Michelle Ross opened the best-idea session at the 2026 Sohn Montreal Investment Conference to a friendly crowd. The CIO and managing partner of StemPoint Capital is a biotech specialist firm which is located in Montreal; “It’s wonderful to be home,” she said.
She used the slot to defend a name the market had just savaged. Earlier in the week the stock fell 40% in a sharp, single-session sell-off after a trial readout buried some unsettling lines at the bottom of an otherwise strong press release. Ross thinks the reaction was a textbook biotech overreaction, the kind the right investor base can exploit. The drug at the center of it is an oral pill for Crohn’s and colitis that, by her account, has shown better efficacy than any infusion or injectable to date.

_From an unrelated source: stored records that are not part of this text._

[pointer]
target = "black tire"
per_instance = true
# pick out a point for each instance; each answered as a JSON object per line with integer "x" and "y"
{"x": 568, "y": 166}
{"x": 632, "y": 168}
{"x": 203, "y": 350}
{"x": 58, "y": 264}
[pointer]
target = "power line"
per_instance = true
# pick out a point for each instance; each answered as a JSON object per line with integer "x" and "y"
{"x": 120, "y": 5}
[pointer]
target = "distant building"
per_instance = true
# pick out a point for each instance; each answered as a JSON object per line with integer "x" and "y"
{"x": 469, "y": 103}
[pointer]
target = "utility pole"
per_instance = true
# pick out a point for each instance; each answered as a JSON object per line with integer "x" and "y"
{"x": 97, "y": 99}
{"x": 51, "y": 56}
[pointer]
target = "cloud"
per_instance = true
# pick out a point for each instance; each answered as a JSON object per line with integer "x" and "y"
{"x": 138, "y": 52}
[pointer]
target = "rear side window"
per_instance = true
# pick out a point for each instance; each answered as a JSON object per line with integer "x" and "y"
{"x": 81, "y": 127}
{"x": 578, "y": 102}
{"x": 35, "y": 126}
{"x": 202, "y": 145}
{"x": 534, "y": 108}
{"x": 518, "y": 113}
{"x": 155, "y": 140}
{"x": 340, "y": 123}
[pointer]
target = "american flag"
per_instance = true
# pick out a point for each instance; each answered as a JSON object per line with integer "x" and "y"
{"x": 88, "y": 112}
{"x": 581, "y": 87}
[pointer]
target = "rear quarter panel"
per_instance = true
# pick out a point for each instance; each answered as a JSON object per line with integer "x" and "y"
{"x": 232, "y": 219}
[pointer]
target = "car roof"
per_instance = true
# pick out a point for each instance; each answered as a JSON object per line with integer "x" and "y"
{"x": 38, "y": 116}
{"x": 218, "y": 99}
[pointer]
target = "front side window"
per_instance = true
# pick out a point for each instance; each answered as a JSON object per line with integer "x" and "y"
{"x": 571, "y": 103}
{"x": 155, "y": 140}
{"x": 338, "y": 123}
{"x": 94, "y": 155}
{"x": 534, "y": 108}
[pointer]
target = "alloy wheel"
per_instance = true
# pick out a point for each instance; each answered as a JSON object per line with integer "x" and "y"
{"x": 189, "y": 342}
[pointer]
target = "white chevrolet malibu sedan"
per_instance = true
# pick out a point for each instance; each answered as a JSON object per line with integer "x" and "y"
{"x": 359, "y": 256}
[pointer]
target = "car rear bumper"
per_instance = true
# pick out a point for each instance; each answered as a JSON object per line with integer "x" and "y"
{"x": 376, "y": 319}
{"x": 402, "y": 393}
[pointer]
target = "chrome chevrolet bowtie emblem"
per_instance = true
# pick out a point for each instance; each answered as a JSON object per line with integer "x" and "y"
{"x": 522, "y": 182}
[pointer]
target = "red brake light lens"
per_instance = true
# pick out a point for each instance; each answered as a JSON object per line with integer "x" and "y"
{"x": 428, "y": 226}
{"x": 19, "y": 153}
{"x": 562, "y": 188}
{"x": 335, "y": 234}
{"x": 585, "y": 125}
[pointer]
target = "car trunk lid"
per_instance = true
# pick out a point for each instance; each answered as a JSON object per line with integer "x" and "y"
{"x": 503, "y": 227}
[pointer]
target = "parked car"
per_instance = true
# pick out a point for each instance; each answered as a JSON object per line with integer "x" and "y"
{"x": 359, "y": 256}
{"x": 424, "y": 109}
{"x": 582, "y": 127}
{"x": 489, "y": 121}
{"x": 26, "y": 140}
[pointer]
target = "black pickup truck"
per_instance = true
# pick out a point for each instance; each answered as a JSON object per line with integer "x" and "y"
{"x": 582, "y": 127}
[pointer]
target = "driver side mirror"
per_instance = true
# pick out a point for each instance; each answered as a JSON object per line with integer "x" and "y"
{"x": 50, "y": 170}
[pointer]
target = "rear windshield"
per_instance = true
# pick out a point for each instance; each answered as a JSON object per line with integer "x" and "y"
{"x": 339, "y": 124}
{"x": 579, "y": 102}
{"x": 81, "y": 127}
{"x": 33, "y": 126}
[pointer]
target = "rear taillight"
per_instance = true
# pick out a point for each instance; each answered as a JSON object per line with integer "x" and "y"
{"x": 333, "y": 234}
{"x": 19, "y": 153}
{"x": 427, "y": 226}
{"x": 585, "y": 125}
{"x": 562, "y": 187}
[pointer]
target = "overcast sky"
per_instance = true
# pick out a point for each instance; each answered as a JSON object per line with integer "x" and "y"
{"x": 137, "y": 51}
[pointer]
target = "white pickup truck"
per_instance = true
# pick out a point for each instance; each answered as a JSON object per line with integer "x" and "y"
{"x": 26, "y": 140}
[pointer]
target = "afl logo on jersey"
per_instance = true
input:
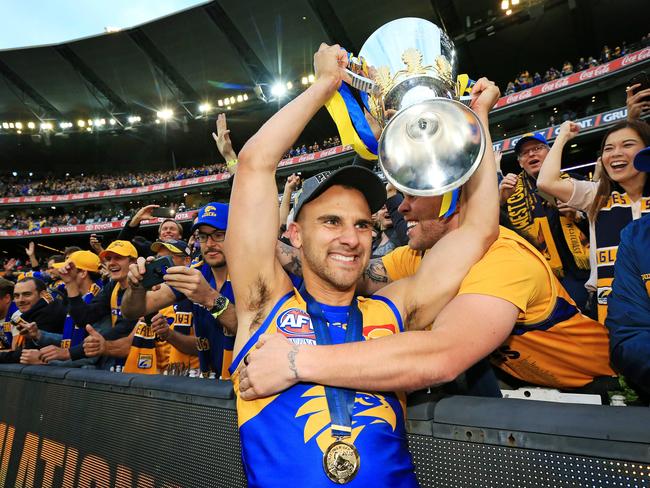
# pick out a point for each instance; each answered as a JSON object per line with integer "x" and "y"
{"x": 295, "y": 323}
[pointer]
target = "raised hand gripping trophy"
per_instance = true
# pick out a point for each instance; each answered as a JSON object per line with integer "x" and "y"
{"x": 406, "y": 78}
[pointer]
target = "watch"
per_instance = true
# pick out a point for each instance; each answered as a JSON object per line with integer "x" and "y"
{"x": 220, "y": 304}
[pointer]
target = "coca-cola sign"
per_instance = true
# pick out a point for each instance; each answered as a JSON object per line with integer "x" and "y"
{"x": 575, "y": 78}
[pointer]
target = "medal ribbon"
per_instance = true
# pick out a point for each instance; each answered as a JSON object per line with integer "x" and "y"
{"x": 340, "y": 401}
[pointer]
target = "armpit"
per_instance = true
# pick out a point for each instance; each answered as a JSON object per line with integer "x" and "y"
{"x": 258, "y": 299}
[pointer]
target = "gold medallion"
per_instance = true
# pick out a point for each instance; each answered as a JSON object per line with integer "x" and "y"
{"x": 341, "y": 462}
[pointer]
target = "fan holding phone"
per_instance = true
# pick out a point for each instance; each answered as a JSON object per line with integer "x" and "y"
{"x": 638, "y": 96}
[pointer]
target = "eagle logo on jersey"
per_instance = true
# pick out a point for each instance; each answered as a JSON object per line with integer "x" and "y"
{"x": 369, "y": 409}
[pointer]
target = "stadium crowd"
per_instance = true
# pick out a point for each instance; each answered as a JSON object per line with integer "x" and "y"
{"x": 534, "y": 294}
{"x": 525, "y": 80}
{"x": 17, "y": 185}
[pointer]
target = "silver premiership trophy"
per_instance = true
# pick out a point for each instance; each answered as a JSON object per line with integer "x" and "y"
{"x": 431, "y": 142}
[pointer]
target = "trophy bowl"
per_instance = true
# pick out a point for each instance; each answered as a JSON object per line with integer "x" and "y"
{"x": 432, "y": 147}
{"x": 431, "y": 143}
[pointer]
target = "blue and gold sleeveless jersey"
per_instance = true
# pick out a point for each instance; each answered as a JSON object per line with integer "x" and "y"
{"x": 284, "y": 436}
{"x": 74, "y": 334}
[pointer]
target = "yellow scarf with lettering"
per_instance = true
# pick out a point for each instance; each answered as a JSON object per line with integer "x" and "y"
{"x": 527, "y": 211}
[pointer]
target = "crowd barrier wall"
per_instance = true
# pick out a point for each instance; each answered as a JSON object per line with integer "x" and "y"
{"x": 65, "y": 427}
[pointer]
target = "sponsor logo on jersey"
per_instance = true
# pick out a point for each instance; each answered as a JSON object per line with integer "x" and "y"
{"x": 145, "y": 361}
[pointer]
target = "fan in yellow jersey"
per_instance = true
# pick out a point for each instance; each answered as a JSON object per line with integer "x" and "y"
{"x": 308, "y": 434}
{"x": 510, "y": 304}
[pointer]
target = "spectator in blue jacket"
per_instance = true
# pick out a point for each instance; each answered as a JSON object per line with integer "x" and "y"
{"x": 628, "y": 317}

Her pitch sat on two themes she argued matter for the whole sector. Biotech is one of the largest beneficiaries of AI in drug development, she said, because AI lets researchers read enormous datasets quickly and find new uses for a single molecule, a “pipeline in a product” that stretches patent life out for years. And big pharma is staring down a patent cliff with no internal answer, which she believes sets up one of the strongest M&A tailwinds the sector has seen in years.
StemPoint Capital is a biotech-focused investment firm that concentrates on small and mid-cap drug developers, the corner of healthcare where reading the science, the regulatory path, and trial data can create an edge generalists lack. Ross founded it after investing at Soros Fund Management, Point State Capital, and the biotech specialist Sphera.